You’ve probably heard of the London underground map, but do you know those alternative maps? Figments of the imagination of five artists, here are five unusual London tube maps. Let’s make way for alternative art!
1. The Great Bear
This one is the beginning of a long story. In 1991, London Transport granted a licence to a young artist, Simon Patterson, that would not only explode into the art scene but would also inspire a trend that is still thriving over twenty years later. Patterson, then at university, created the now infamous ‘The Great Bear’ – a visually identical tube map with station names replaced by those of famous people plotted along themed lines. Though it was not the first time the London tube map had been recreated in such a fashion, it was surprising how well it was received by the public.

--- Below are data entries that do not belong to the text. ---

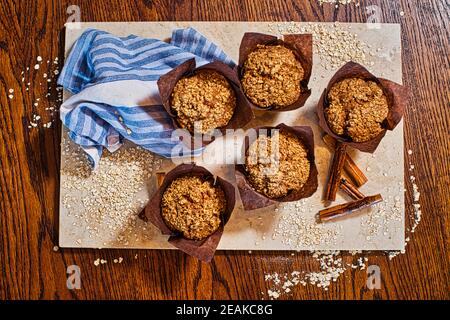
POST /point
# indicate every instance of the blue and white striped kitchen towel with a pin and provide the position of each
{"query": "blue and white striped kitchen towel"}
(115, 94)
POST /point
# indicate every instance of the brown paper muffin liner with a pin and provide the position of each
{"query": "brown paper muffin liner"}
(243, 113)
(397, 96)
(201, 249)
(251, 199)
(301, 46)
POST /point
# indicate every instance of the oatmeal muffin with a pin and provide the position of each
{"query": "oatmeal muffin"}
(356, 109)
(271, 76)
(206, 97)
(193, 206)
(277, 174)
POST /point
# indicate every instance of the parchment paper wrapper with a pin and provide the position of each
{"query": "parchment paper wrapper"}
(252, 199)
(201, 249)
(397, 97)
(301, 46)
(243, 112)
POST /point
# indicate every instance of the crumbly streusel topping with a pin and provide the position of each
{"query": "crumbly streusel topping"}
(357, 109)
(205, 96)
(273, 173)
(272, 76)
(193, 206)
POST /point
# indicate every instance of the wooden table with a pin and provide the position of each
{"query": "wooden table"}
(29, 161)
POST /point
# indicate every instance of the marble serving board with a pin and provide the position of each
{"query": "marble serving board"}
(291, 227)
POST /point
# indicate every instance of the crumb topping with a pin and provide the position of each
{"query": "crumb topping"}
(357, 109)
(193, 206)
(206, 97)
(272, 76)
(273, 173)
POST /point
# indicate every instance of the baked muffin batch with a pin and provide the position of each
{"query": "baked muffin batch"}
(278, 165)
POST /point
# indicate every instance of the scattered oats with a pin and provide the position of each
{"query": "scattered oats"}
(334, 43)
(99, 201)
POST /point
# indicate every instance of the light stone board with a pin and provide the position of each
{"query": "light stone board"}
(286, 227)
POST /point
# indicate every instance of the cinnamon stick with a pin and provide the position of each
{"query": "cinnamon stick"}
(350, 189)
(335, 171)
(350, 167)
(349, 207)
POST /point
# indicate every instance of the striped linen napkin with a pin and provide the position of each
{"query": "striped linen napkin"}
(115, 94)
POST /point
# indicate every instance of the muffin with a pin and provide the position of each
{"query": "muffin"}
(206, 97)
(357, 109)
(275, 175)
(193, 206)
(271, 76)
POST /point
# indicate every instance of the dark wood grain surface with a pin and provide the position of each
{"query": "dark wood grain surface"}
(29, 162)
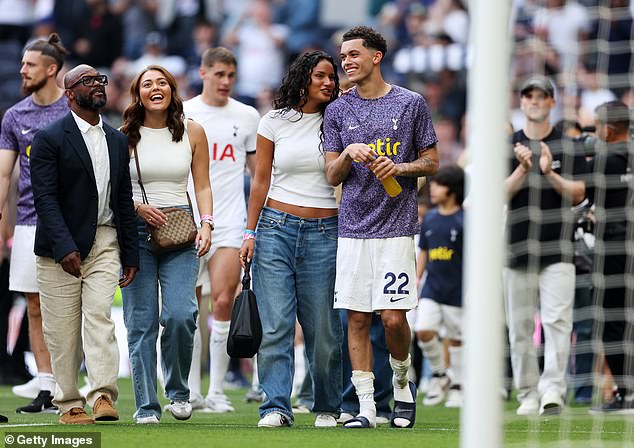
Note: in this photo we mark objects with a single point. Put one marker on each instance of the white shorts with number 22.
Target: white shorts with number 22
(376, 274)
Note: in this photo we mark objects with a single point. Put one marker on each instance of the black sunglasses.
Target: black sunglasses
(90, 81)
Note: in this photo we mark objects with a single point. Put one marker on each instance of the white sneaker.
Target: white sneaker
(529, 406)
(344, 417)
(197, 401)
(551, 403)
(325, 421)
(274, 420)
(218, 404)
(454, 397)
(437, 390)
(27, 390)
(181, 410)
(149, 420)
(380, 420)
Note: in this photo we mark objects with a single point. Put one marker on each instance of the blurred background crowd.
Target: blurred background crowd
(585, 45)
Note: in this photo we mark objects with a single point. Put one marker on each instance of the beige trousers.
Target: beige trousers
(64, 300)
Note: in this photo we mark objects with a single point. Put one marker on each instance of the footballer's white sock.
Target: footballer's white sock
(400, 379)
(300, 369)
(455, 364)
(255, 380)
(193, 381)
(433, 352)
(46, 382)
(218, 357)
(363, 383)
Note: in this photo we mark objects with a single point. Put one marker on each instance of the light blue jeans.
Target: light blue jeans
(294, 278)
(176, 273)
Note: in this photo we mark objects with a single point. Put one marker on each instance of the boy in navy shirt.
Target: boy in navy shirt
(440, 268)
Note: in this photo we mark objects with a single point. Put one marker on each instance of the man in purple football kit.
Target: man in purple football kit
(41, 62)
(372, 133)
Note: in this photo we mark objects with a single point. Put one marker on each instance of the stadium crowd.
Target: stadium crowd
(251, 65)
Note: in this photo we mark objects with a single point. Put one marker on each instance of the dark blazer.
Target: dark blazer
(65, 192)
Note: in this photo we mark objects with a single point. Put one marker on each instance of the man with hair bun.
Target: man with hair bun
(41, 62)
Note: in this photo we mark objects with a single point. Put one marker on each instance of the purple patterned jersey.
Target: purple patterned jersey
(397, 125)
(19, 125)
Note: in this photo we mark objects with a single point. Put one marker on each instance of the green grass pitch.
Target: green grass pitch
(435, 427)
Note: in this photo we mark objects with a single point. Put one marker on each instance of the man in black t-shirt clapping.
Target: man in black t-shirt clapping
(542, 188)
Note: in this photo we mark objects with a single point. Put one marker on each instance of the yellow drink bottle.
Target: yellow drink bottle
(392, 187)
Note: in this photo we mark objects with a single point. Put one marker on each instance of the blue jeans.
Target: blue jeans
(383, 389)
(583, 356)
(176, 273)
(294, 278)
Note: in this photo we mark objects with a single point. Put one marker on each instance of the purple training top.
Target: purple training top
(398, 125)
(19, 125)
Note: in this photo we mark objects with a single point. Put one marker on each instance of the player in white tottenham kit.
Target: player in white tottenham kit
(231, 129)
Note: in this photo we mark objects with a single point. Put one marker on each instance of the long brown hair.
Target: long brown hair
(134, 114)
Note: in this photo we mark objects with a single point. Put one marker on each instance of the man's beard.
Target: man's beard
(91, 103)
(33, 86)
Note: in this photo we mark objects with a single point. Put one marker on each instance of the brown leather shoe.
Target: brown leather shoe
(103, 410)
(76, 416)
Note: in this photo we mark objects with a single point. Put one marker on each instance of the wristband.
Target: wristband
(208, 221)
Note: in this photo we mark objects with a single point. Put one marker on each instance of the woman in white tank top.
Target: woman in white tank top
(168, 149)
(294, 255)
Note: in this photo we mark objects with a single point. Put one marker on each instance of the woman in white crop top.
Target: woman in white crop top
(168, 148)
(294, 255)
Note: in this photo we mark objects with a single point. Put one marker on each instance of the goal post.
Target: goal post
(488, 112)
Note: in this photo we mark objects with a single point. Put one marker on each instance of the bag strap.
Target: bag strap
(246, 279)
(143, 194)
(138, 172)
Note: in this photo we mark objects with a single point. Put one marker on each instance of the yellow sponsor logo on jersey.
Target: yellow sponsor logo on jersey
(441, 253)
(385, 147)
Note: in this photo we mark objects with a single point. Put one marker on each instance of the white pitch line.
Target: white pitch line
(21, 425)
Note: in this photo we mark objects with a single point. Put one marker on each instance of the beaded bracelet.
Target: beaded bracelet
(248, 234)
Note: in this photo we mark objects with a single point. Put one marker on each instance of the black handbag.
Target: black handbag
(245, 330)
(180, 230)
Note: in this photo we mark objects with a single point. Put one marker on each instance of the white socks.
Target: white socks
(363, 382)
(300, 369)
(455, 364)
(400, 379)
(46, 382)
(433, 352)
(218, 357)
(193, 381)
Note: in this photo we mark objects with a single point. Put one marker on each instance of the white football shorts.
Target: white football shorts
(446, 320)
(376, 274)
(23, 270)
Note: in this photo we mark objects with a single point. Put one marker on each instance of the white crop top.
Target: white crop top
(165, 167)
(298, 176)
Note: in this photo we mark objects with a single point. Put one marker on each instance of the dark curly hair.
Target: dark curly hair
(293, 93)
(134, 114)
(371, 38)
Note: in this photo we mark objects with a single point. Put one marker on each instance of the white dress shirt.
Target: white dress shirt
(95, 139)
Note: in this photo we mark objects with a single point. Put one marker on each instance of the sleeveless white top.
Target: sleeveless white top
(165, 166)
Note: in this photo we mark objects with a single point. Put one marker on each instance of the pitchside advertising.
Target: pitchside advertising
(52, 439)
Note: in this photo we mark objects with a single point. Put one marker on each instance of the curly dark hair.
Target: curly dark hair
(293, 93)
(452, 177)
(371, 38)
(134, 114)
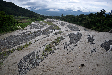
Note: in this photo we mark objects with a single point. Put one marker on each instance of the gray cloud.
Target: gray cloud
(29, 3)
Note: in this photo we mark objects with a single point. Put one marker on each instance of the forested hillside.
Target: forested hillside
(99, 21)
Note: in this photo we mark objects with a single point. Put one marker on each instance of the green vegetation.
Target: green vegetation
(5, 54)
(99, 21)
(49, 23)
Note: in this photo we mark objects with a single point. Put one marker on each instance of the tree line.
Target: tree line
(99, 21)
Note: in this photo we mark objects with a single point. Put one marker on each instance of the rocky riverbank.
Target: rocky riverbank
(56, 48)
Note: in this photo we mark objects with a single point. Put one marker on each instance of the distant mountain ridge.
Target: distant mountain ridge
(59, 13)
(11, 9)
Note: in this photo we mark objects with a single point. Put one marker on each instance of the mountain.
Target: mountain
(11, 9)
(59, 12)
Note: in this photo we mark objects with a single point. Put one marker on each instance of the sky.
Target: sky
(55, 5)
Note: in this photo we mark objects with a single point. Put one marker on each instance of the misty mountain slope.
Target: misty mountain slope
(58, 48)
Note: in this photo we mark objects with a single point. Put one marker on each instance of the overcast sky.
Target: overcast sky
(54, 5)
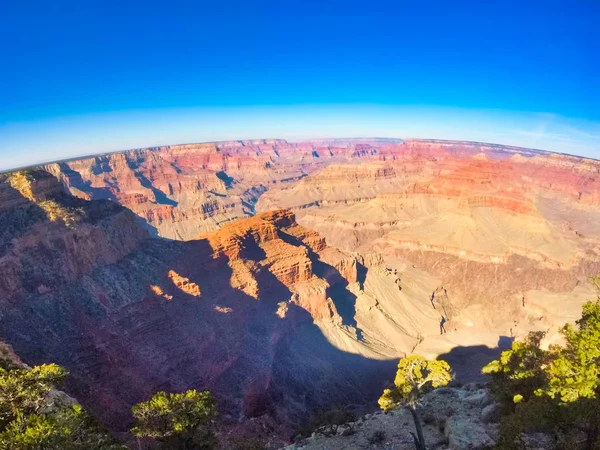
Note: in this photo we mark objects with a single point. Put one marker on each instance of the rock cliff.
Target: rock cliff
(234, 311)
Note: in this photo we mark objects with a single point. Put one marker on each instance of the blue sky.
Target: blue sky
(83, 77)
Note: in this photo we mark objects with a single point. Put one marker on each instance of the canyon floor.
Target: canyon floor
(283, 275)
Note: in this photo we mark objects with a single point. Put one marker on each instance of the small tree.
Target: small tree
(178, 421)
(556, 389)
(415, 376)
(519, 371)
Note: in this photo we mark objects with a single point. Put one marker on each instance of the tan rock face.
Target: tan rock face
(231, 311)
(492, 224)
(182, 190)
(365, 250)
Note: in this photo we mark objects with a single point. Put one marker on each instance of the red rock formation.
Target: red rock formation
(228, 311)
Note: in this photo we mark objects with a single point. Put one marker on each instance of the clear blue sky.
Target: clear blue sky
(79, 77)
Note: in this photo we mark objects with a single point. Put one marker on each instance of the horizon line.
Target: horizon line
(291, 141)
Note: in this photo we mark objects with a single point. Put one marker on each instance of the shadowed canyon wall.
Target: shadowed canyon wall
(296, 270)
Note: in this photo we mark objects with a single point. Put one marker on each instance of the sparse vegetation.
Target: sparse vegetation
(415, 376)
(327, 422)
(177, 421)
(33, 416)
(555, 390)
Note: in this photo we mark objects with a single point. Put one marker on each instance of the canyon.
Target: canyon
(282, 275)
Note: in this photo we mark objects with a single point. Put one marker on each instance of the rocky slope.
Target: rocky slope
(454, 418)
(240, 311)
(510, 234)
(366, 250)
(183, 189)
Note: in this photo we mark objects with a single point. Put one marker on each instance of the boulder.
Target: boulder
(465, 434)
(490, 413)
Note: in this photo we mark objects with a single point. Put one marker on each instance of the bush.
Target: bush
(327, 422)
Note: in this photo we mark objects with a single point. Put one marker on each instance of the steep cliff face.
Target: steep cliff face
(495, 225)
(398, 247)
(233, 311)
(182, 190)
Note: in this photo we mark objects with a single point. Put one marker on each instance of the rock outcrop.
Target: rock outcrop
(233, 311)
(452, 419)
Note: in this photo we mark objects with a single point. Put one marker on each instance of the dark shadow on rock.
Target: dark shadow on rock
(160, 196)
(226, 179)
(76, 181)
(344, 300)
(128, 330)
(467, 361)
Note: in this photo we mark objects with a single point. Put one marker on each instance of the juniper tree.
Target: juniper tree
(415, 377)
(177, 421)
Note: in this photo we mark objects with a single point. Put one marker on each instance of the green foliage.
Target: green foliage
(519, 371)
(575, 371)
(177, 421)
(555, 390)
(415, 376)
(31, 418)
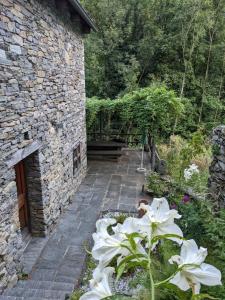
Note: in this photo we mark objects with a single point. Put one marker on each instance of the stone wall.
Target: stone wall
(42, 94)
(217, 168)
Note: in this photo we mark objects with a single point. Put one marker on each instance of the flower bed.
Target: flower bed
(137, 254)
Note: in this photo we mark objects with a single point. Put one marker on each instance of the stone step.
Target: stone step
(37, 293)
(46, 285)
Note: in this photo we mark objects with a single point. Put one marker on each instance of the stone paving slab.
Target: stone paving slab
(55, 264)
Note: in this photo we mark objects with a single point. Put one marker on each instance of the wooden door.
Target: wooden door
(21, 191)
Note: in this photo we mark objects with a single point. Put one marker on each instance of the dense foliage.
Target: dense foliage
(153, 109)
(179, 43)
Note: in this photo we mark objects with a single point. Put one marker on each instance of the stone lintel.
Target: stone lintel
(23, 153)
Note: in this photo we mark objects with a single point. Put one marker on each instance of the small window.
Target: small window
(76, 159)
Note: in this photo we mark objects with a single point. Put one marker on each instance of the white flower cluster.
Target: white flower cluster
(189, 172)
(157, 222)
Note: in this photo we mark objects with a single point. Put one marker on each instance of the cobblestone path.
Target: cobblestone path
(55, 264)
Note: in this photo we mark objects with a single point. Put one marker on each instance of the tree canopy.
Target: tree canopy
(180, 43)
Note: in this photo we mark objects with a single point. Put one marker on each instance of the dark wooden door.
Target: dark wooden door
(21, 191)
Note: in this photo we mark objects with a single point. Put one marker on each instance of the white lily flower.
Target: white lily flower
(193, 272)
(100, 287)
(107, 246)
(159, 219)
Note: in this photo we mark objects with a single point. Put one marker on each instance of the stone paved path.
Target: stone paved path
(56, 263)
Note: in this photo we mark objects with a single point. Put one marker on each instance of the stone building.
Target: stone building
(42, 124)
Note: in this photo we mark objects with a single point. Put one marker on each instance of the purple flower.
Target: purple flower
(186, 198)
(173, 206)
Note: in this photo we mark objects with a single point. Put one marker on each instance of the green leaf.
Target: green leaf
(117, 297)
(131, 257)
(131, 241)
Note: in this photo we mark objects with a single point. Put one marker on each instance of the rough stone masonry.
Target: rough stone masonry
(217, 168)
(42, 109)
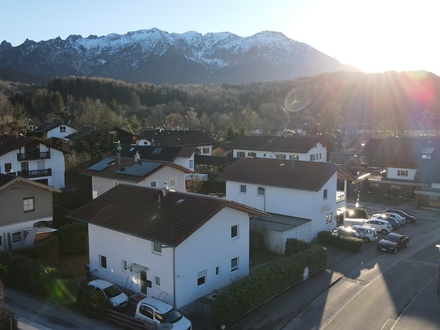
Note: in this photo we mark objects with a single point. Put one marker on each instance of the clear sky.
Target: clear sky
(373, 35)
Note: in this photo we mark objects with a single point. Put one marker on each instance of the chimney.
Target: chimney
(165, 189)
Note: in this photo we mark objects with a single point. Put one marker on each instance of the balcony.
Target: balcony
(35, 173)
(33, 155)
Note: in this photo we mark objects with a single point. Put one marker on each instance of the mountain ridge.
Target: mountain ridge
(156, 56)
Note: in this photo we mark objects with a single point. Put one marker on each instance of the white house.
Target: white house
(298, 190)
(32, 158)
(173, 245)
(177, 138)
(26, 210)
(292, 147)
(112, 171)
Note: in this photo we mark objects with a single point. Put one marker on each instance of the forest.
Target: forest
(389, 103)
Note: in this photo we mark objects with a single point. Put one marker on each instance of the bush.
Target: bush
(250, 292)
(345, 242)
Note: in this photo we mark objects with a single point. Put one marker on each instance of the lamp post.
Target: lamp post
(438, 273)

2. The Underground Film Map
Thanks to ‘The Great Bear’, TfL commissioned an official series of alternate maps including ‘The Underground Film Map’ with BFI in 2010. It’s an alternative Tube poster celebrating 70 years of fim shot on location at or near London’s Underground station.
3. DMC “roots” T-shirt
This complicated, music inspired, reinvention of the tube map was found in Guns for Fun in Notting Hill. Once again, it is proving that the iconic symbols and design of the Underground Map is unmistakable. For the fans, the T-shirt can also be purchased.
4. Transit Map of the World
This e-card showing all the cities in the world that have, are working on or planning an urban railway was used to promote the book ‘Transit Maps of the World’ by Mark Ovenden. This image takes a skewed image of the London Tube Map and creates a beautiful global map.